Una riflessione sull’attuale situazione della Chiesa in Italia era opportuna all’inizio di questo nuovo anno pastorale 2019-2020, per questo i vescovi, presbiteri, diaconi e religiosi delle tre diocesi di metropolia (Pesaro, Urbino e Fano) si sono ritrovati insieme lo scorso 3 ottobre a Villa Borromeo. In un clima fraterno, alla presenza di circa un centinaio di convenuti nonostante le condizioni meteo avverse, il “padrone di casa” monsignor Piero Coccia ha introdotto i lavori salutando i presenti e ricordando alcuni appuntamenti in agenda. L’analisi di carattere teologico–pastorale dal titolo “Il cammino della Chiesa in Italia”, è stata affidata a monsignor Erio Castellucci, Arcivescovo di Modena–Nonantola, nonché docente di teologia dogmatica conosciuto in zona per aver insegnato all’Istituto di Scienze religiose di Pesaro fino a qualche anno fa.

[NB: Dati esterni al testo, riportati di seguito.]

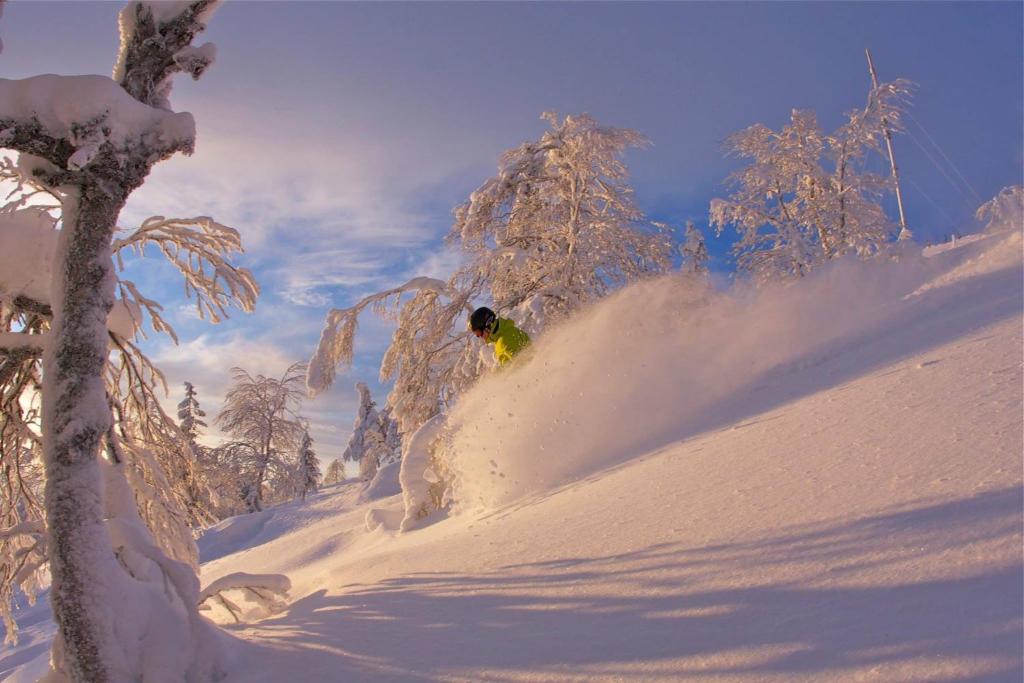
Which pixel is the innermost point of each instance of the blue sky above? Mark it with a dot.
(338, 137)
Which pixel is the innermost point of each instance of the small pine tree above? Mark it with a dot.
(308, 474)
(335, 473)
(189, 415)
(694, 251)
(367, 420)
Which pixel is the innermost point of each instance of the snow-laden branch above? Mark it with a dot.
(68, 120)
(337, 341)
(22, 343)
(199, 248)
(268, 591)
(32, 527)
(156, 43)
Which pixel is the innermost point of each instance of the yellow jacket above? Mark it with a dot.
(508, 340)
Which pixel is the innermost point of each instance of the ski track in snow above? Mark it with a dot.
(844, 505)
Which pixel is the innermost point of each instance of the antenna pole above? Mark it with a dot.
(904, 232)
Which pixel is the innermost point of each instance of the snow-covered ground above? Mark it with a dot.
(821, 482)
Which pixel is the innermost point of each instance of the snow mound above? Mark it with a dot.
(667, 359)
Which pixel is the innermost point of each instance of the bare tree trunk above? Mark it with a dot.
(76, 416)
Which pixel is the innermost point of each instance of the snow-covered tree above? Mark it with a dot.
(791, 212)
(261, 414)
(1005, 211)
(375, 437)
(127, 610)
(307, 472)
(335, 472)
(190, 415)
(556, 228)
(366, 420)
(694, 251)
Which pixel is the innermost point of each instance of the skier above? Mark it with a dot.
(507, 338)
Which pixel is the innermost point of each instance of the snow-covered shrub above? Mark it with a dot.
(793, 214)
(124, 589)
(1005, 211)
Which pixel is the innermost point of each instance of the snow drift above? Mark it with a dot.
(668, 358)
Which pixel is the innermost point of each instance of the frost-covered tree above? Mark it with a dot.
(375, 437)
(307, 473)
(694, 251)
(126, 606)
(556, 228)
(190, 415)
(366, 420)
(791, 212)
(335, 472)
(261, 414)
(1005, 211)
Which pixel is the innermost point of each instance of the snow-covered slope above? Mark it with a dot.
(815, 483)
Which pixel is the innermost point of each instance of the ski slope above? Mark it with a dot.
(821, 482)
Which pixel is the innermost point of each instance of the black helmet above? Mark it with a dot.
(481, 318)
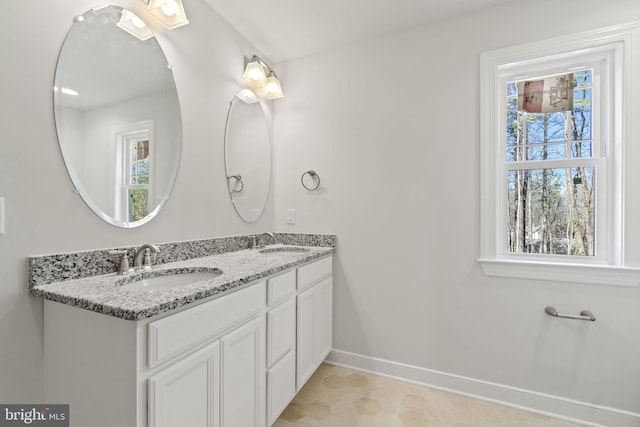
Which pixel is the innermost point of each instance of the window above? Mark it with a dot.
(551, 163)
(134, 182)
(552, 154)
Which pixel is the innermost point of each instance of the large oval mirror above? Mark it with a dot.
(117, 116)
(247, 149)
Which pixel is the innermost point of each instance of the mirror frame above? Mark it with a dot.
(243, 215)
(174, 139)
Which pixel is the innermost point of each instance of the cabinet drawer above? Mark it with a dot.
(281, 330)
(175, 334)
(280, 287)
(313, 273)
(281, 386)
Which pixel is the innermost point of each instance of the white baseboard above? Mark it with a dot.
(582, 413)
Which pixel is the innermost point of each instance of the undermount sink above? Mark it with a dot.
(283, 249)
(162, 279)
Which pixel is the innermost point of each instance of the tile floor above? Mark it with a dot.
(339, 397)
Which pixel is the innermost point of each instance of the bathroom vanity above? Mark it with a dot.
(233, 359)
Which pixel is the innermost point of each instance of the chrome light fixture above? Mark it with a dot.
(170, 13)
(261, 78)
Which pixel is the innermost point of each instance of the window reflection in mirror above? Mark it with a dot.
(117, 118)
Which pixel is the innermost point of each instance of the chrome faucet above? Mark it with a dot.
(258, 241)
(144, 251)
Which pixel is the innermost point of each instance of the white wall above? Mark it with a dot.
(391, 125)
(43, 213)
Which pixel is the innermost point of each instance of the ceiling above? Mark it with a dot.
(287, 29)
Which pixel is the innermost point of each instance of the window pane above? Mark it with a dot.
(550, 135)
(138, 203)
(551, 211)
(139, 154)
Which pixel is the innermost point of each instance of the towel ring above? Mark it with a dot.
(238, 178)
(313, 175)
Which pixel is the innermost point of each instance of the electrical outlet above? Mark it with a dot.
(291, 216)
(1, 215)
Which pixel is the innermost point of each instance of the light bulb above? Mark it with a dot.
(167, 9)
(255, 75)
(271, 87)
(137, 22)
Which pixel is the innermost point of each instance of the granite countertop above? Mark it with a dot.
(239, 269)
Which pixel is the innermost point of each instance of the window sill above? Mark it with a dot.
(575, 273)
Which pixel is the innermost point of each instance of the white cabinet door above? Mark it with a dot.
(281, 386)
(305, 337)
(243, 371)
(314, 334)
(324, 299)
(187, 392)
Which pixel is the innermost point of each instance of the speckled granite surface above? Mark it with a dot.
(101, 294)
(54, 268)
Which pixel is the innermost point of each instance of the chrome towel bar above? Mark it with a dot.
(584, 314)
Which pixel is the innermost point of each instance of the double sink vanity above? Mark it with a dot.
(213, 334)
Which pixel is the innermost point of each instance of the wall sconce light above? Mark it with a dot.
(247, 96)
(261, 78)
(134, 25)
(170, 13)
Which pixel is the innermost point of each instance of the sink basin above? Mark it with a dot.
(162, 279)
(280, 249)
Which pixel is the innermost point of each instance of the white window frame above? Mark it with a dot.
(140, 130)
(499, 66)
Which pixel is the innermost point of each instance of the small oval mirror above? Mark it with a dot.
(117, 116)
(247, 149)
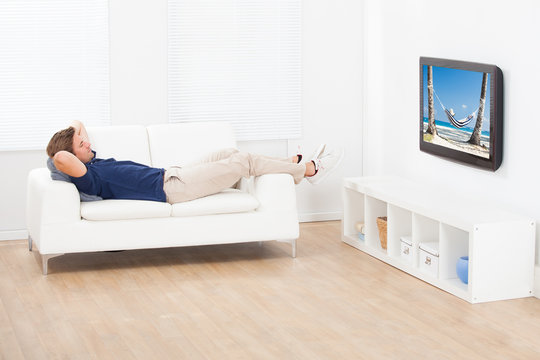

Minoranza. «Ci sono vari punti di vista per analizzare la situazione generale della Chiesa» ha esordito monsignor Castellucci, «c’è chi è nostalgico e vive con il ricordo del tempo andato e chi invece è entusiasta per una nuova stagione, una primavera ecclesiale, ma non è l’uno o l’altro aspetto che ci fa dire se stiamo perdendo o meno terreno. Nel tempo la Chiesa ha alternato fasi in cui era più o meno ‘secolarizzata’, ma non per questo possiamo dire che la Chiesa delle origini fosse meno attiva di quella medievale, o viceversa. Ci sono vari fattori da comprendere: i sociologi e gli psicologi fanno un’analisi ‘esterna’ che è diversa dai nostri criteri ‘interni’, cioè quelli pastorali per esempio: nessuno di essi può essere assolutizzato».
Secondo il relatore, «vanno utilizzati i criteri evangelici perché sono quelli che vanno più in profondità: il sale (della terra), la luce (del mondo), le parabole del lievito e del seme, sono immagini che valorizzano altro da sé, rispetto alla quantità, ai numeri. Troppo o poco sale nella minestra fanno la differenza, così come troppa luce rischia di abbagliarmi o poca non mi permette di vedere. Gesù non ha detto ‘voi siete l’esercito della salvezza!’». Essere “segno e strumento” (vedi documento Lumen Gentium) per la Chiesa è dire questo decentramento da sé, attirare non su di sé ma su altro: Gesù Cristo.
Citando un’espressione di papa Benedetto XVI, possiamo dire che la Chiesa, anche in Italia, sarà chiamata ad essere una “minoranza creativa”: consapevole certo di non essere più una parte preponderante della società, ma ‘creativa’, cioè che si lascia guidare dallo Spirito Santo (Colui che è creatore) e si mette in ascolto del Vangelo per comunicarlo senza appesantirne i contenuti. Fare del Vangelo qualcosa non di dottrinale, ma di esperienziale!
Santità. Di particolare interesse la chiave di lettura che ci ha donato monsignor Castellucci in merito all’esperienza della Chiesa come Comunione e Missione (sinodalità ed esodalità). Infatti, se è vero che la Chiesa italiana negli ultimi decenni si è interrogata molto su entrambi gli aspetti (vedi le linee guida CEI dagli anni 70 in poi), c’è stata forse una maggiore attenzione sull’esperienza della comunione prima e della missione poi, quasi che la seconda fosse la conseguenza della prima. «In realtà è errato questo nostro modo di pensare perché», sottolinea monsignor Castellucci con una battuta, «se dovessimo essere missionari solo quando siamo in perfetta comunione, occorrerebbe aspettare la venuta del Figlio dell’Uomo!». È l’urgenza dell’annuncio che ci fa recuperare anche la dimensione ‘comunionale’.
Al di là dei risultati sui quali siamo preoccupati troppo, ciò che incide davvero è la santità dei cristiani. Questa è la profondità che ci deve affascinare: accorgersi di quanti “santi della porta accanto” ci sono nei luoghi in cui viviamo, anche in quelli più ‘lontani’ dalla parrocchia. Questo è un buon antidepressivo per la nostra pastorale ordinaria, altrimenti noi ci contiamo, ma la profondità non si quantifica.